La Chine défie les sanctions américaines contre les raffineries de pétrole avec une large ordonnance de non-conformité

La loi de blocage invoquée par le MOFCOM exige que les autres entreprises menant des activités commerciales dans le pays ignorent les sanctions imposées à cinq raffineurs nationaux liés à des transactions pétrolières iraniennes, car elles constituent une application extraterritoriale indue des lois et mesures étrangères.

Points clés :

  • Le 2 mai, le MOFCOM chinois a invoqué la loi de blocage contre les sanctions de l’OFAC américain visant 5 raffineurs pétroliers locaux.
  • Henry Gao, de SMU, souligne que cette 1re utilisation de la loi depuis 2021 oblige les entreprises mondiales à choisir entre des marchés.
  • Ensuite, les entreprises chinoises peuvent poursuivre en justice pour des pertes liées à ces sanctions, Pékin pouvant préparer des contre-mesures.

Le gouvernement chinois invoque la loi de blocage contre cinq raffineurs pétroliers locaux

La Chine a pris des mesures pour défendre ses intérêts commerciaux dans la guerre commerciale qu’elle mène actuellement contre les États-Unis, ainsi que l’ampleur de ses sanctions contre des entités chinoises.

Le 2 mai, le ministère chinois du Commerce (MOFCOM) a publié une résolution invoquant une série de documents désignés collectivement comme la loi de blocage afin de contrer les sanctions unilatérales imposées par le gouvernement américain à cinq raffineurs pétroliers locaux.

Selon l’Office of Foreign Assets Control (OFAC), Hengli Petrochemical (Dalian) Refining & Chemical, Shandong Shouguang Luqing Petrochemical, Shandong Jincheng Petrochemical Group, Hebei Xinhai Chemical Group et Shandong Shengxing Chemical fournissent « une source essentielle de revenus au régime iranien et à ses forces armées » en acquérant la majorité du pétrole de l’Iran.
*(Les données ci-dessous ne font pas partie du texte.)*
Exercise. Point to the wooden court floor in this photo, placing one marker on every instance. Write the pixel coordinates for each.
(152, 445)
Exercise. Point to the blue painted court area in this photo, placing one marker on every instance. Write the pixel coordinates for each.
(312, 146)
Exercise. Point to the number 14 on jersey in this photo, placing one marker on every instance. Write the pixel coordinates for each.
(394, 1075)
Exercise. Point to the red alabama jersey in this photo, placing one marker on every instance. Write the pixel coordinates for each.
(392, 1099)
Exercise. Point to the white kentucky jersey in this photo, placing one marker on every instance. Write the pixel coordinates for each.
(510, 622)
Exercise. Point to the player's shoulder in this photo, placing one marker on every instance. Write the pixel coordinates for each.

Néanmoins, après avoir procédé à une évaluation, le MOFCOM a estimé que ces sanctions constituent « une application extraterritoriale indue des lois et mesures étrangères ».

L’institution appelée à ignorer ces désignations « afin de sauvegarder la souveraineté nationale, la sécurité et les intérêts du développement, et de protéger les droits et intérêts légitimes des citoyens chinois ».

Le MOFCOM a indiqué que « aucune entité ni aucun individu ne doit reconnaître, exécuter ou se conformer aux mesures de sanctions ». D’après les analystes, il s’agit de la première fois qu’une telle loi est invoquée depuis 20201, lorsqu’elle a été publiée pour la première fois.

L’application de ces mesures pourrait placer les entreprises opérant dans les deux pays « entre l’enclume et le marteau », selon Henry Gao, professeur à la SMU Yong Pung How School of Law, puisqu’elles devront se conformer aux réglementations américaines ou chinoises et perdre l’un de ces grands marchés.

En vertu de cette loi, les entreprises et les sociétés en Chine peuvent intenter des actions en justice pour obtenir une compensation si elles ont subi des pertes dues à ces sanctions. De la même manière, le gouvernement chinois peut aussi émettre des contre-mesures contre ces sanctions étrangères.